Press Release
January 4, 2010

Loren pushes creation of regulatory body for environmental planning

Senator Loren Legarda pushed today for the creation of a government agency that would license and regulate the professional practice of environmental planning in the country, including those of foreign planners who are contracted for work in the Philippines.

Loren stressed that environmental planning in the establishment of communities and in the construction of public and private structures like buildings, roads and houses has taken an added importance in view of the deleterious effects of climate change already being felt worldwide.

"Typhoons Ondoy, Pepeng and Santi opened the eyes of people on their relations with the environment - that while we must minimize our activities that harm the environment, we must also adapt to the world we live, minimizing the risks posed on us by natural calamities," said Loren.

"People are now aware how some communities had been built on fault lines, on veritable water basins that go underwater during heavy rains, on paths traversed by floods," she added.
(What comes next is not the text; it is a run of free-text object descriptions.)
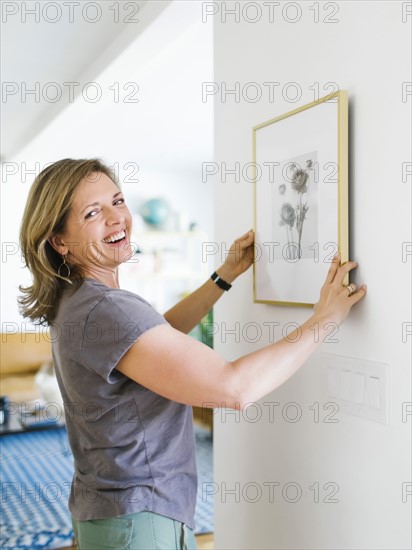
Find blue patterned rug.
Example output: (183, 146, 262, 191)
(0, 424, 213, 548)
(193, 424, 214, 535)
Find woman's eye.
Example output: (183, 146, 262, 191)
(85, 210, 99, 219)
(84, 199, 124, 218)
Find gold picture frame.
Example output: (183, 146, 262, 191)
(253, 90, 348, 306)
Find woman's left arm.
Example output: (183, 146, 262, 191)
(163, 230, 255, 333)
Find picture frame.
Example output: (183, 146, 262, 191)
(253, 90, 348, 307)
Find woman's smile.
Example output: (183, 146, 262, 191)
(102, 229, 127, 244)
(55, 171, 133, 285)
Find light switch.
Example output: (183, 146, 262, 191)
(340, 370, 351, 401)
(366, 376, 381, 409)
(327, 367, 339, 398)
(324, 354, 388, 424)
(352, 373, 365, 405)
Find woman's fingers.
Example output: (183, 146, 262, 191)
(334, 261, 358, 287)
(317, 254, 367, 323)
(349, 285, 367, 303)
(341, 282, 357, 296)
(325, 254, 340, 284)
(236, 229, 254, 244)
(234, 230, 255, 256)
(339, 282, 367, 311)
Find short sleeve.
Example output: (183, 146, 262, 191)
(77, 290, 168, 383)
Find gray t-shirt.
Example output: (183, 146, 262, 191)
(51, 278, 197, 529)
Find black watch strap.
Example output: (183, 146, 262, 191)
(211, 271, 232, 291)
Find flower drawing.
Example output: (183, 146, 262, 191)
(279, 203, 295, 227)
(291, 169, 308, 194)
(279, 158, 313, 260)
(279, 202, 296, 259)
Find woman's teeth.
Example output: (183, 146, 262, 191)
(102, 230, 126, 243)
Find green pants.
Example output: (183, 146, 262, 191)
(72, 511, 197, 550)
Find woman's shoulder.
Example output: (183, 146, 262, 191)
(56, 278, 157, 324)
(82, 278, 152, 306)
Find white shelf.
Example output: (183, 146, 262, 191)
(126, 270, 207, 281)
(120, 229, 210, 311)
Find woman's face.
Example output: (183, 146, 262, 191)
(55, 171, 133, 281)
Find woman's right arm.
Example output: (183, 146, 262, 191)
(116, 255, 366, 409)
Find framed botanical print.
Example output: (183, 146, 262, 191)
(253, 90, 348, 306)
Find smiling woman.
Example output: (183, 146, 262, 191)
(18, 158, 366, 550)
(48, 171, 134, 288)
(18, 159, 124, 325)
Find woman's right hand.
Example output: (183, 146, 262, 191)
(313, 253, 367, 325)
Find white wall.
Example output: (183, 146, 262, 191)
(0, 0, 213, 327)
(212, 2, 411, 549)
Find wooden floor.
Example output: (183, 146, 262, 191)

The senator said she envisions the creation by legislation of a Professional Regulatory Board of Environmental Planning, which will also be tasked to ensure the continuing education of environmental planners.
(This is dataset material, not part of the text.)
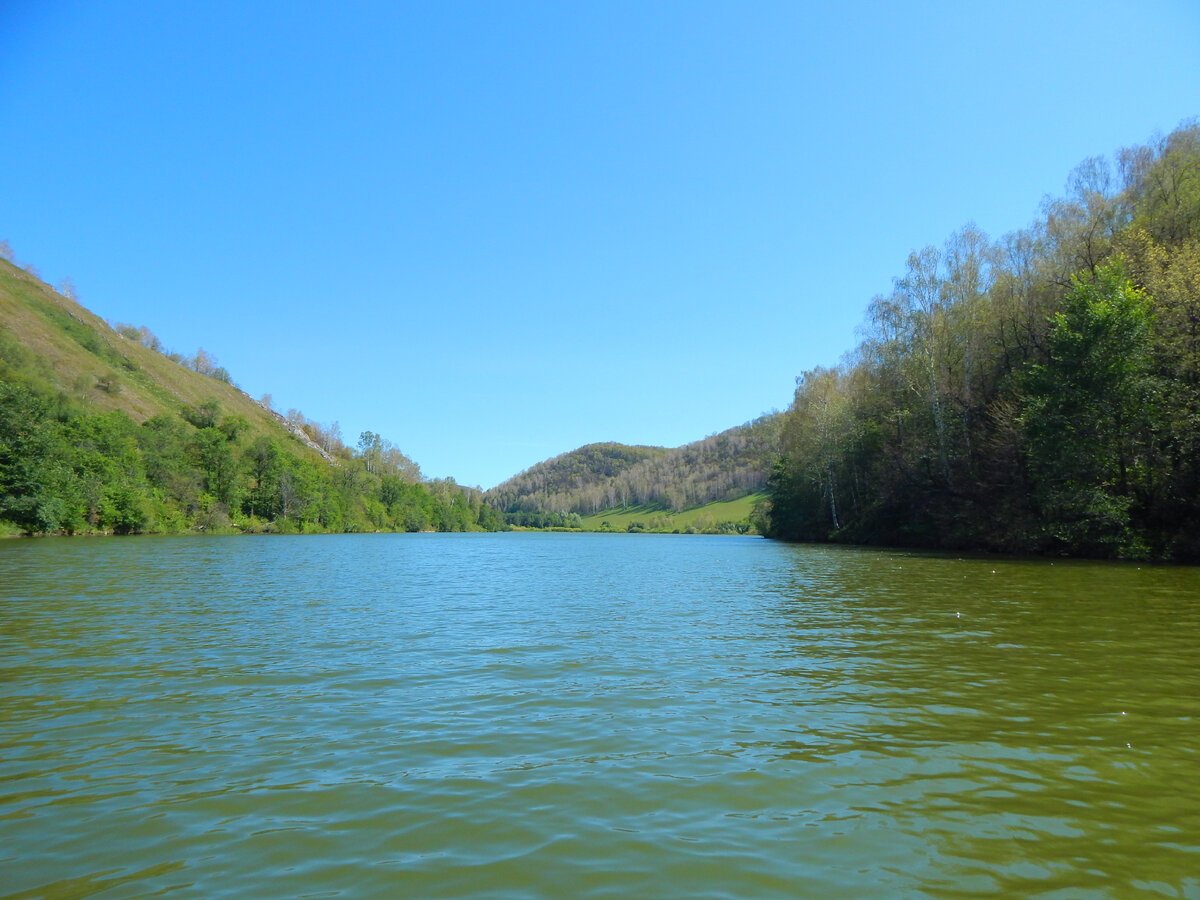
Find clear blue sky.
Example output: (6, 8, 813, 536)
(2, 1, 1197, 488)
She said foreign environmental planners can be allowed to work in the Philippines, but on the condition that their own countries must also be open to hiring Filipino environmental planners.

A vice presidential candidate in this year's elections, Loren said that it is good that environmental planning is now being taken into account in the establishment of residential and business communities so they can be integrated into the environment.

She explained that communities and human structures be complementary with nature, in that communities must not degrade the environment while people must be relocated away from geographically hazardous areas like near volcanoes, fault lines, water basins and mountainsides.

Loren said that Presidential Decree 1308, the law that regulates the profession of environmental planning, has already been overtaken by time and does not apply to foreign environmental planners who come in and out of the country.

"We know little whether those foreign planners are really qualified, thus the need for a body that would really regulate the profession," said the chair of the Senate Climate Change Committee.

Loren is also the United Nations Disaster-Risk Reduction and Climate Change Adaptation champion for the Asia-Pacific Region, in which capacity she asked governments and fellow legislators to unite for the environment during the recent Copenhagen Climate Change Summit.

"Right now, the liability of foreign environmental planners are limited only to their clients, even if the consequences to the environment and to people of haphazard work on their part are far-reaching," added the founder and chair of the environmental organization Luntiang Pilipinas.

She pointed out that with people becoming more environmentally conscious, the scope of work of environmental planners will be broadened to include adapting to climate change, socio-economic concerns, public administration and the needs of the marginalized sectors.

Environmental planning must also include subdivision planning, environmental investigation, disaster prevention, mitigation and response, Loren added.